This exercise was originally created by Dan Saunders, originally here.
Optimisation of the readout system from the NED Experiment
Welcome first years! This problem sheet goes through a simplified commissioning of the NED (Non-existent Detector) experiment. There are two separate tasks, and working in pairs or small groups, each team should tackle each part asynchronously ;). Once you've decided the order of tasks, read through the background of the experiment, and keep track of your solutions in a set of google slides or a jupyter-notebook.
The NED experiment has a very basic detector that's similar to a dark matter experiment: a tank of liquid scintillator that is coupled to a relatively small number of read-out PMT channels (100). The ADC range of the channels is 14 bits. The experiment currently aims to measure the energy spectrum of a newly discovered radioactive source found in the Nevada dessert. For reasons unknown to man-kind (but perhaps known to alien-kind), the signal rate of this source is quite small, and so the data also contains a large intrinsic background (e.g natural radioactivity and cosmic rays). The signal peaks around 5 MeV (corresponding to around 1k ADC), whereas the background is found at lower energies. Maximizing the signal efficiency during data taking is critical.
Being a HEP experiment, the readout system was built on a shoe string budget, and is formed of mostly CMS reject components - unfortunately, as a result, the readout system can only returns two variables for each trigger: the total energy deposit (in units of ADC, summed over all channels), and the detector occupancy (i.e number of channels above zero suppression). The trigger of the experiment allows for one threshold condition that can be placed on either variable (i.e energy or occupancy). The rate of signal and background is too high to trigger on all events, and both of these variables offer some level of discrimination between signal and background, but its not yet clear which variable should be used.
The dominant source of deadtime at NED is due to a bottleneck in data-rate, which increases above zero from around 15 MB per run and higher. Triggers can be received, and counted, but they're corresponding data will be discarded to reduce the data-rate (not necessarily in an unbiased way w.r.t the Physics).
The DAQ software and run control software is in this repository. You can run it on the public Binder service here:
Remember, code you write on this service may not be saved, you should download any notebooks you write locally.
There is also a CERN hosted Binder service, available if you have a CERN computing account.
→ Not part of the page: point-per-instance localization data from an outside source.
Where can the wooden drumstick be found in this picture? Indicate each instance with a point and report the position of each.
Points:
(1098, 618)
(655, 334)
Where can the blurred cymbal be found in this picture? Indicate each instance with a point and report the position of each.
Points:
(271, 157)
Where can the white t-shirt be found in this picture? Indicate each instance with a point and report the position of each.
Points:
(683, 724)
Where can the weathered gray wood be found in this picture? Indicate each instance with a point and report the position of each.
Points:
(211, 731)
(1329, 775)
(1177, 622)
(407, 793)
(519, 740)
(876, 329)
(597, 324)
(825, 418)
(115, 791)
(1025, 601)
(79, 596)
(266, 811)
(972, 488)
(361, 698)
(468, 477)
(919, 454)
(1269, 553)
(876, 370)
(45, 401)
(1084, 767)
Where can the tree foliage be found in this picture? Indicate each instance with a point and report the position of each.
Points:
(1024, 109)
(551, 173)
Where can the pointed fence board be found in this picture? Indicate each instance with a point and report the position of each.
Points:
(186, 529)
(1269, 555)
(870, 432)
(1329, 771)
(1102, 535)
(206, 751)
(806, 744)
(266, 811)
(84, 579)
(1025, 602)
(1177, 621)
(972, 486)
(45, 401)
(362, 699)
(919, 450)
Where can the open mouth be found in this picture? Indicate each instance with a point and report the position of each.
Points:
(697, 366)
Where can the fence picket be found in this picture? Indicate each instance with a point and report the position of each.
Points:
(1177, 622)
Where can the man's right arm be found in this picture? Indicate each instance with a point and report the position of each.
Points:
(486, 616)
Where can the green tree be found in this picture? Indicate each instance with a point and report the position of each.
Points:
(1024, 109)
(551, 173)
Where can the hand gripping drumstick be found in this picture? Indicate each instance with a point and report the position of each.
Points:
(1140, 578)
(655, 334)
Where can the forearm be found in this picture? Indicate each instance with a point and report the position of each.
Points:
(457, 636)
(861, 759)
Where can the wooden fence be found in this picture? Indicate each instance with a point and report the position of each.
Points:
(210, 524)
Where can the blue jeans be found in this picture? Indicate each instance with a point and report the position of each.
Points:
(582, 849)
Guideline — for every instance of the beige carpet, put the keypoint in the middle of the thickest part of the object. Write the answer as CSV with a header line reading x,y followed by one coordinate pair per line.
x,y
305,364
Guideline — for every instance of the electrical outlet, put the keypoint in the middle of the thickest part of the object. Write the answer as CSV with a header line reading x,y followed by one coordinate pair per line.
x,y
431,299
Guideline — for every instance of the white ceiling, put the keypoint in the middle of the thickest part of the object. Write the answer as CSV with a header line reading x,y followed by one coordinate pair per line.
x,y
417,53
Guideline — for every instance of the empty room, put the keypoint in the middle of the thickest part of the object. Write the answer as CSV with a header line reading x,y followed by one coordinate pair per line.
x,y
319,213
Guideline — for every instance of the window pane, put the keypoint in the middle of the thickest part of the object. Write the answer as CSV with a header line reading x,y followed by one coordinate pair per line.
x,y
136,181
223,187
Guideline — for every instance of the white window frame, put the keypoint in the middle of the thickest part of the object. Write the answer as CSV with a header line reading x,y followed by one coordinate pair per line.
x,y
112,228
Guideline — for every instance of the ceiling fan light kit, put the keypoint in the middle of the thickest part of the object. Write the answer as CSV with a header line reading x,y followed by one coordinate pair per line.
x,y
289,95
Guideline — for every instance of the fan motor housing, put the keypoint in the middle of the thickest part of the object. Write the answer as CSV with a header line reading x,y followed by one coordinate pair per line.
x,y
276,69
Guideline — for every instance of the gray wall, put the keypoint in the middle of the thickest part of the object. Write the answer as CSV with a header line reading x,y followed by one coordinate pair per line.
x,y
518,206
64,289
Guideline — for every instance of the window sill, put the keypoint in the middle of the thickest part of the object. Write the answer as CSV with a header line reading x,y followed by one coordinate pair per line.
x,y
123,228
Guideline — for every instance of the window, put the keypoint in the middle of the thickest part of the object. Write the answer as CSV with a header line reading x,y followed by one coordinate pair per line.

There you can save work to
Alternatively, you can clone from this repository using git:
git clone https://github.com/thesps/ned_experiment.git
DAQ.py contains code to retrieve data from the experiment (using a simulation), and documents the returned data. Run.py contains a set of functions that show examples of taking runs, and some useful monitoring plots. You should have a quick read through both files. A third file, named doNotRead.py, should not be read, unless you are a spoil sport.
Before attempting the following questions, first try to run the example run function (
run_example()). You may also find the function
scan_trigger() useful for both of the following tasks.
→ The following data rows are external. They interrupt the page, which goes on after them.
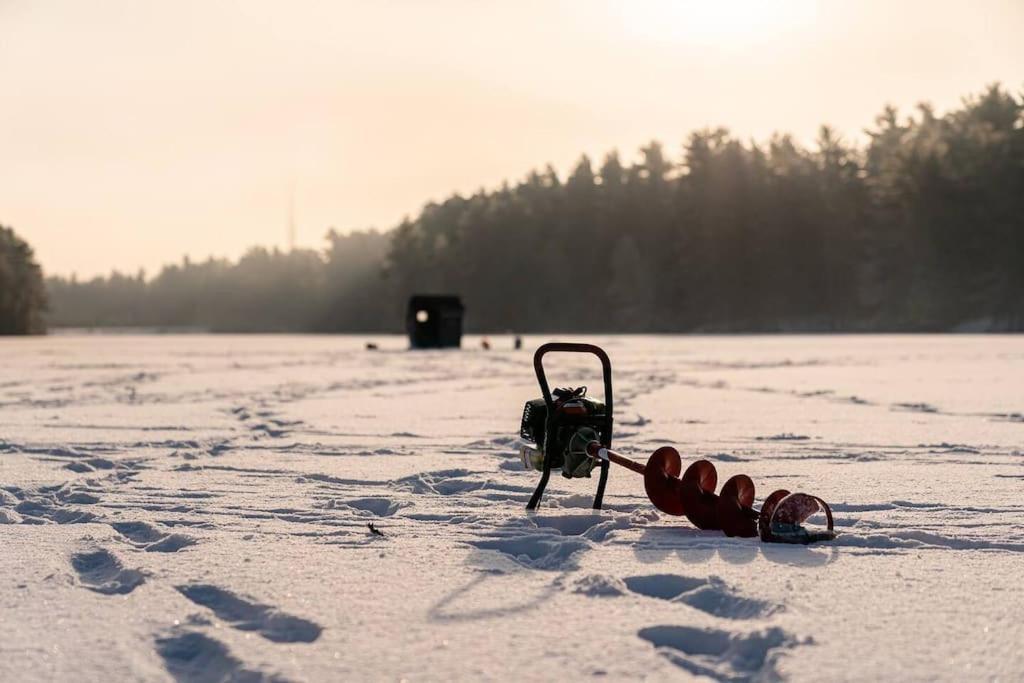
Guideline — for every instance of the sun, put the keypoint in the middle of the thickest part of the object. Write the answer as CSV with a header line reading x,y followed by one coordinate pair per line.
x,y
714,23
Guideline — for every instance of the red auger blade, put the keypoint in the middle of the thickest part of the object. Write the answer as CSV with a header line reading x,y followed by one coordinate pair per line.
x,y
660,480
699,500
735,507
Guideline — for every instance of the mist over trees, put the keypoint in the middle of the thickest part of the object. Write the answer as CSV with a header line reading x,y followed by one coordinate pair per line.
x,y
922,228
23,294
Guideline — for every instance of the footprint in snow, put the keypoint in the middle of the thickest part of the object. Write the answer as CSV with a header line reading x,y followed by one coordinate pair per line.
x,y
196,657
148,538
249,615
101,571
380,507
711,595
720,654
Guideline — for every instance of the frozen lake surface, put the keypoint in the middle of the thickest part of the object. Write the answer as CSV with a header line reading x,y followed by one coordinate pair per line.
x,y
197,508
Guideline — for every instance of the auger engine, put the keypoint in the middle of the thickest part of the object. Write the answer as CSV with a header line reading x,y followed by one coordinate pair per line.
x,y
557,427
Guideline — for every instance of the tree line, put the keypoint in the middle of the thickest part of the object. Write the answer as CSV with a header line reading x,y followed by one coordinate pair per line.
x,y
919,228
23,294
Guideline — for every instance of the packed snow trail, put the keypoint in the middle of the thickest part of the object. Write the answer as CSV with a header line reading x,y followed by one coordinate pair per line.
x,y
198,508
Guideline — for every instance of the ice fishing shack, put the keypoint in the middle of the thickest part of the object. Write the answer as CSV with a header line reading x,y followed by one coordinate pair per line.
x,y
434,322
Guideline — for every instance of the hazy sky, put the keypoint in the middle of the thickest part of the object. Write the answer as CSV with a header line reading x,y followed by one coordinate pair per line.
x,y
134,132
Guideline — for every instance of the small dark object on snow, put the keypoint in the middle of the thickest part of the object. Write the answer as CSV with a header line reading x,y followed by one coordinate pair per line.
x,y
434,322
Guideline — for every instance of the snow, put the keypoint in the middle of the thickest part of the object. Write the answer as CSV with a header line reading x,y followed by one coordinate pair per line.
x,y
198,508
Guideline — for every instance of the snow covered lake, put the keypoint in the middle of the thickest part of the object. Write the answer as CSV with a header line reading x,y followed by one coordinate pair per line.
x,y
197,508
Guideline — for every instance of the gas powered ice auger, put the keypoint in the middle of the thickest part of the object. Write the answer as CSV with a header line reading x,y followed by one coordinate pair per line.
x,y
573,432
562,423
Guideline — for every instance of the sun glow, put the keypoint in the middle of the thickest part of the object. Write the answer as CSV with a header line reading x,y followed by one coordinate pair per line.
x,y
727,24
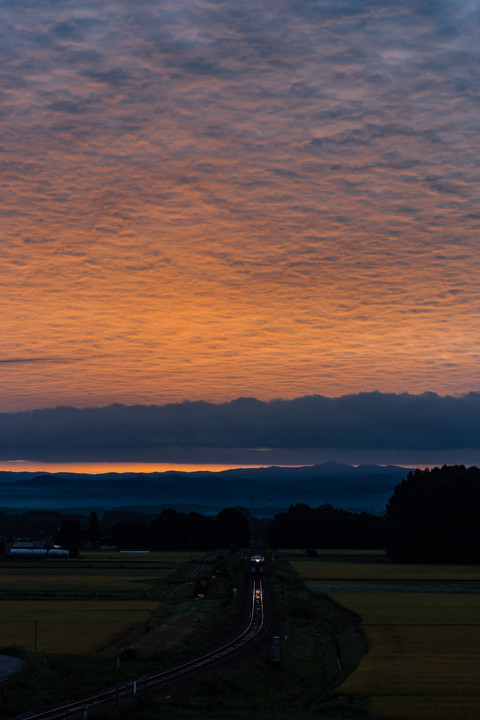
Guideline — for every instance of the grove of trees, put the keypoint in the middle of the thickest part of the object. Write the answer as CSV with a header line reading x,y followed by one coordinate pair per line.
x,y
433,516
326,527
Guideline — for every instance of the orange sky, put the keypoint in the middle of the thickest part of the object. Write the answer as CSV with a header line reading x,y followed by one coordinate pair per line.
x,y
199,203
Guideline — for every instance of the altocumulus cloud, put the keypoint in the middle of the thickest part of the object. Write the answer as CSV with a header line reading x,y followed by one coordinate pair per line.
x,y
363,421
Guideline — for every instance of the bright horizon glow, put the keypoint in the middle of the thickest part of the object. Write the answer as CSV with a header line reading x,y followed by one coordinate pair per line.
x,y
97,468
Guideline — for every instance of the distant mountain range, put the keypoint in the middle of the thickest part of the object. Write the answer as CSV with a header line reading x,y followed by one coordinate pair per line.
x,y
264,491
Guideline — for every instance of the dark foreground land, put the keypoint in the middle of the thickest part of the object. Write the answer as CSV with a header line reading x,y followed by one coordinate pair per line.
x,y
320,643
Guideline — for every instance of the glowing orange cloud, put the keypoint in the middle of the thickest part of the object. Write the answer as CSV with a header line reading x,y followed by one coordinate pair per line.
x,y
200,207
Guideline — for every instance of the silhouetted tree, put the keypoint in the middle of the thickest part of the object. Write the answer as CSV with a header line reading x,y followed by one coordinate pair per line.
x,y
94,529
325,527
233,529
432,516
70,535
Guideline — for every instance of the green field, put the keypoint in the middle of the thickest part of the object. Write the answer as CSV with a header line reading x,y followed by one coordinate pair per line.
x,y
423,660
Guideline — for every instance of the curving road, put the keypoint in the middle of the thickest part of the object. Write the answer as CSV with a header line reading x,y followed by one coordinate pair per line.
x,y
253,629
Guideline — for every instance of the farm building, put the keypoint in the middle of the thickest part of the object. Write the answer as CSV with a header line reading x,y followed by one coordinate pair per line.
x,y
37,548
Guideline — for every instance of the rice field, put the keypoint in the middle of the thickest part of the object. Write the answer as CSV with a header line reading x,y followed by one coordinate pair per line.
x,y
69,626
424,647
82,606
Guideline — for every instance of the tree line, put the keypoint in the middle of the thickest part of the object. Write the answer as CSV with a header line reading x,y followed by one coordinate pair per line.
x,y
170,530
432,516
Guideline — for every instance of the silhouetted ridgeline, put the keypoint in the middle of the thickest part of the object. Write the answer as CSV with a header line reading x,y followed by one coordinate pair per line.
x,y
264,491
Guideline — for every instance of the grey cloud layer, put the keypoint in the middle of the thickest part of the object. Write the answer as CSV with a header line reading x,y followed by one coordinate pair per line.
x,y
274,196
366,420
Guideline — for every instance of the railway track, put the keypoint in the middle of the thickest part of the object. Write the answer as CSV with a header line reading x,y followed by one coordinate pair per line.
x,y
126,691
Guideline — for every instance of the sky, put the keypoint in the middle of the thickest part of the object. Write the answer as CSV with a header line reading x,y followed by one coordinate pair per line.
x,y
205,200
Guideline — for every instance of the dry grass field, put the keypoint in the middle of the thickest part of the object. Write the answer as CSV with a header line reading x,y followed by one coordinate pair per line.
x,y
84,606
69,626
424,659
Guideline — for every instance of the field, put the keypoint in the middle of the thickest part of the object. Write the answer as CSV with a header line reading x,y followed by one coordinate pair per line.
x,y
422,625
65,606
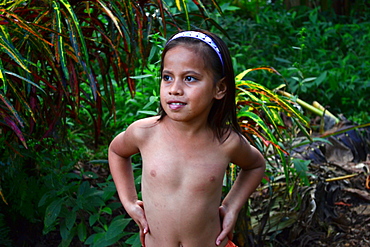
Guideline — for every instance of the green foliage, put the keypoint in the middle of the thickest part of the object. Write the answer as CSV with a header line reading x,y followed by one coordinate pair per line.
x,y
4,233
323,56
80,209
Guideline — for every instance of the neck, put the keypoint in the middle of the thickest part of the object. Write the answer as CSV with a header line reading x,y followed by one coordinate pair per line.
x,y
186,129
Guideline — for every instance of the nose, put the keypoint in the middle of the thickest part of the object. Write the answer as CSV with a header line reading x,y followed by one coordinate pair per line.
x,y
176,87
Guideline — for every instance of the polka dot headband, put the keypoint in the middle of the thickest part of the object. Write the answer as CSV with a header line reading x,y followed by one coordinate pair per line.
x,y
202,37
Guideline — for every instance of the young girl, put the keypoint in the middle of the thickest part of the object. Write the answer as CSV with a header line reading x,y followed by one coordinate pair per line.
x,y
186,150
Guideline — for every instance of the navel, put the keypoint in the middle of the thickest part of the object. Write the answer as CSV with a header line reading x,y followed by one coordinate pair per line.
x,y
153,173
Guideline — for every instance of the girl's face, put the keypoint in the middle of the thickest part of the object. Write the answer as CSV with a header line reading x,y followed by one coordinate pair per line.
x,y
187,86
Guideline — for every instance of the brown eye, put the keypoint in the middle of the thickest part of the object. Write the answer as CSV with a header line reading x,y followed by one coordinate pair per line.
x,y
190,79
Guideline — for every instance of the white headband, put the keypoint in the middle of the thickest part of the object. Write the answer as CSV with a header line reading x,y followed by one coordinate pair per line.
x,y
202,37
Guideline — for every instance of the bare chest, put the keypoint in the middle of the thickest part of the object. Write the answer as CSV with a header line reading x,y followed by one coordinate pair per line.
x,y
191,167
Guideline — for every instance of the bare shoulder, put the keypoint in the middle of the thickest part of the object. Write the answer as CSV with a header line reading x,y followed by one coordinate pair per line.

Part 1 - Deciding trigger variables
In order to decide on which variable to use in the trigger, start by considering the following:
- Based on how the data is distributed in the two variables, which do you expect to offer better discrimination?
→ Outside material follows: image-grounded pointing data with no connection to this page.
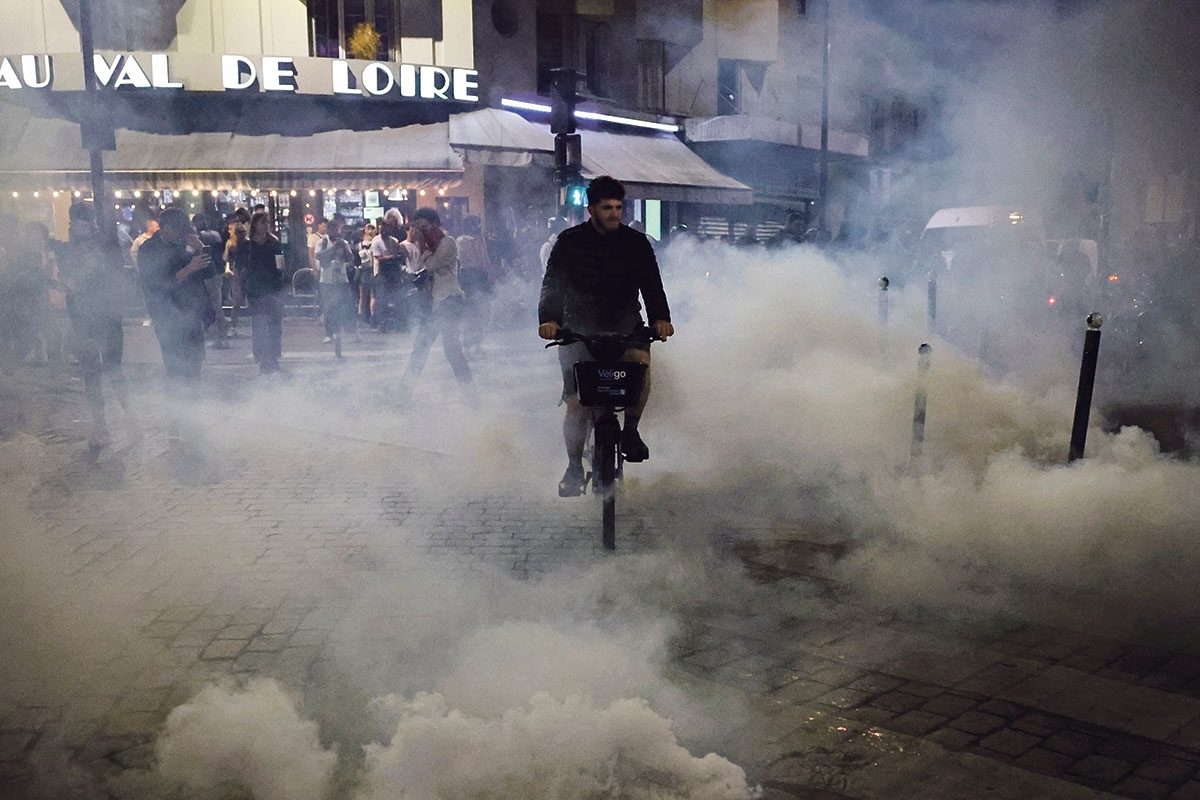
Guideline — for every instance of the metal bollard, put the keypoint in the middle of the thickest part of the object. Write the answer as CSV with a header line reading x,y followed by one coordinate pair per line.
x,y
924,353
931,301
1086,383
883,300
- Quantify which variable offers better discrimination at the trigger level. What plots are needed to demonstrate this? Demonstrate this.
- Are there any physics motivations to select one variable over the other?
- Using your results, propose a set of trigger settings that give a stable data rate of 5 MB per run. Do you need any more information?
Nb: to avoid bias, you should always use settings that ensure that the dead-time fraction is kept at zero for this part of the exercise.
Part 2 - Deadtime characterisation
It's important to know the level of deadtime for the possible different trigger conditions that can be applied. Start by considering the following:
- What are the consequences for physics measurements for a high deadtime?
- Map the deadtime as a function of both trigger variables.
Since the experiment was put together quickly, the DAQ is not perfectly optimised.
- Read through DAQ.py - are there any optimisations that can be made to decrease the deadtime?
- Do your above results change given these optimisations?
The solutions can be found in a jupyter-notebook in this repository. A typical set of solutions are about 30 lines of code in total (mostly just plotting). You should only ever have to change a couple of lines in files cloned in this repository.